The ATP binding defect described in this study is consistent with the recently published crystal structure of the PcrA helicase (28). The overall amino acid sequence of the PcrA helicase from B. stearothermophilus is 44% identical to UvrD and 90% identical within the seven conserved helicase motifs. Notably, these seven motifs are clustered together at the base of the enzyme, forming the ATP-binding pocket. In view of the extensive amino acid identity, particularly among the conserved motifs, it is likely that the structure of the nucleotide binding sites of PcrA and UvrD closely resemble one another. From this structure, it seems likely that all seven motifs may be involved in nucleotide binding and/or hydrolysis, and thus, a role for motif IV in ATP binding is not surprising.
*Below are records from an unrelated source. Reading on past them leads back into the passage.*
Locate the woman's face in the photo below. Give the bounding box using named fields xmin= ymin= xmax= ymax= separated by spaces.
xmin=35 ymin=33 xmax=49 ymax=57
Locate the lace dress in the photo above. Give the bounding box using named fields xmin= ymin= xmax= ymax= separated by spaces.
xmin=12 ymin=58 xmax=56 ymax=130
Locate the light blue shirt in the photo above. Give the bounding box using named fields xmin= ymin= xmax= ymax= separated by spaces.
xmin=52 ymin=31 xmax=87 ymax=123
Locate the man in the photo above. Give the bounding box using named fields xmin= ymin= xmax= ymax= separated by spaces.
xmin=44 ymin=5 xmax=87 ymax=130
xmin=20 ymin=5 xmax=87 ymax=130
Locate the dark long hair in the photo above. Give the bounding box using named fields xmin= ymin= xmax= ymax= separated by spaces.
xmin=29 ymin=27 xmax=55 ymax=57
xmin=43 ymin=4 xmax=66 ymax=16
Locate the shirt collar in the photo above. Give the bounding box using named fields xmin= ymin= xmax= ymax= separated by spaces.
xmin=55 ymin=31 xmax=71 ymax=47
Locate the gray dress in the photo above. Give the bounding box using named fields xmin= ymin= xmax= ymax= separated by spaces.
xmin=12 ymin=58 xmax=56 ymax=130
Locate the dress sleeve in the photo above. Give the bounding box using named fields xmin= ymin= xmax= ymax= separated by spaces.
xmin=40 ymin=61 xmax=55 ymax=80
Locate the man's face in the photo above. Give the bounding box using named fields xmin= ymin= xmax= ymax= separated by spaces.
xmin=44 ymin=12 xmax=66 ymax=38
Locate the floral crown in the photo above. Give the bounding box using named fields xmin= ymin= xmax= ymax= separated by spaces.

The PcrA structure indicates that motif IV forms a bridge connecting the two large domains of the protein at the bottom of the nucleotide binding pocket. This region lies near the adenine base of the bound nucleotide, and the authors suggest that a conserved tyrosine in motif IV makes a stacking interaction with the bound NTP. This tyrosine, which is not conserved in all superfamily I helicases, is immediately followed by the invariant arginine that was altered in this study (see Fig. 1). The apparent absence of additional specific interactions between the adenine base and nearby amino acid residues was suggested as an explanation for the lack of nucleotide specificity in reactions catalyzed by the PcrA helicase. UvrD, on the other hand, exhibits a strong preference for ATP or dATP (60), and it is possible that arginine 284 is involved in a specific interaction with the adenine base on ATP and dATP, whereas its counterpart in PcrA contributes less to specificity. Alternatively, arginine 284 may not directly contact the nucleotide but might mediate a local conformational change that places other residues, such as tyrosine 283, in proper position to interact with the NTP. Yet another possibility is that motif IV, acting as a bridge between the two large domains of the helicase, might mediate a global conformational change in the protein that is required for high affinity NTP binding. A more detailed description of the role of arginine 284 in ATP binding must await a high resolution structure for ATP-bound helicase II.